The villa which Palladio built for Mario Repeta – or at least the initial results of his building campaign – was destroyed by fire at an unspecified date, sometime between 1640 and 1672, when it was replaced by the existing new edifice. Therefore, Palladio’s Villa Repeta, designed around 1557, can only be reconstructed on the basis of the plate in the I quattro libri dell'architettura, although recent studies have raised serious doubts that the engraving can effectively correspond to the project. Rather they suggest that this plate represents Palladio’s usual, a posteriori, theoretical, re-elaboration of an idea, which was in reality compromised by major pre-existing features.

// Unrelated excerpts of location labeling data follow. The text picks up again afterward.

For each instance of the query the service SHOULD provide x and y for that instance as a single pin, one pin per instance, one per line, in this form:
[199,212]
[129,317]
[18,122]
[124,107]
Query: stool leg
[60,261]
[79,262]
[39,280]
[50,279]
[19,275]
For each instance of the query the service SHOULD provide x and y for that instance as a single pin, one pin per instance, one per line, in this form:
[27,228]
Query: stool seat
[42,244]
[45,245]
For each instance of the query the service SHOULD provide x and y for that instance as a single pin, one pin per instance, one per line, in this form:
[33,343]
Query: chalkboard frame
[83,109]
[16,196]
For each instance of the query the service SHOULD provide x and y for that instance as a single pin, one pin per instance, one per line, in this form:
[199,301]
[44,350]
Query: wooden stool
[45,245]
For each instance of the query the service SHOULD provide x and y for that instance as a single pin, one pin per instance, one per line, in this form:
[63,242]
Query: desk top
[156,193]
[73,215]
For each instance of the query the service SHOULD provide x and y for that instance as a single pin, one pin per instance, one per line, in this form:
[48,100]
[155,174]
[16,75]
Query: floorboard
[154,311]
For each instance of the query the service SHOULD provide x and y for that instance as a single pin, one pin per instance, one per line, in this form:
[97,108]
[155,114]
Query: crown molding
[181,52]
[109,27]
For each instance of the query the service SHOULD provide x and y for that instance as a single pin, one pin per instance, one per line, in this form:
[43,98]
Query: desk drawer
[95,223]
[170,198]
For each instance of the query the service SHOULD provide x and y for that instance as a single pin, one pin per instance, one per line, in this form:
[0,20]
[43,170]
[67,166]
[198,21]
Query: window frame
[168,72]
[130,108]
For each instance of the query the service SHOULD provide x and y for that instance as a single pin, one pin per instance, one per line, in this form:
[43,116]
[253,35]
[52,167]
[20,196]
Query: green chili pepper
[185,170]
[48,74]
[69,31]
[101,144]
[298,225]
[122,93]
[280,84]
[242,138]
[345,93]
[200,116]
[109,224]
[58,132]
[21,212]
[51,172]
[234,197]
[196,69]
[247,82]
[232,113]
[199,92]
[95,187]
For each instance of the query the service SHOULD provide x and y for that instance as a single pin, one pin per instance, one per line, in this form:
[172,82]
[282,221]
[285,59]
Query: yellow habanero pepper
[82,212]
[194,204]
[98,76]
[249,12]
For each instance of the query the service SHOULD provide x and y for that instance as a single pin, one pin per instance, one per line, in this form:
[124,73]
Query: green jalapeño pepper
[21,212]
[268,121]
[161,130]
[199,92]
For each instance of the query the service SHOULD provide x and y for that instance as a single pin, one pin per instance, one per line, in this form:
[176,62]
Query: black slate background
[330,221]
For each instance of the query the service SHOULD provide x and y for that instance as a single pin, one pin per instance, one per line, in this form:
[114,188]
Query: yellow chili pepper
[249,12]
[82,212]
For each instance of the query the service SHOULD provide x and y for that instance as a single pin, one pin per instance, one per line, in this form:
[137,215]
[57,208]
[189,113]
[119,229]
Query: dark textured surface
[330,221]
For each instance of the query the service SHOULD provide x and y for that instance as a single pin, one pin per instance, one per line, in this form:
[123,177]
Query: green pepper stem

In any case, the project remains extraordinary among Palladio’s output: the structure has a continuous, Doric order, portico of only one storey, which develops entirely horizontally around a rectangular courtyard. The only vertical elements are the two dovecotes at the corners of the complex.
Without the usual hierarchical dialogue between a dominant manorial house and agricultural annexes, the design of the villa might represent the product of a precise initiative on the part of the patrons and reflect the heterodox and egalitarian ideas of the Repeta family (Mario Repeta was denounced to the Holy Office in 1569), restless protagonists in the public life of Vicenza during the 16th century.
The actual villa was built 1672 by Enea and Scipione Repeta.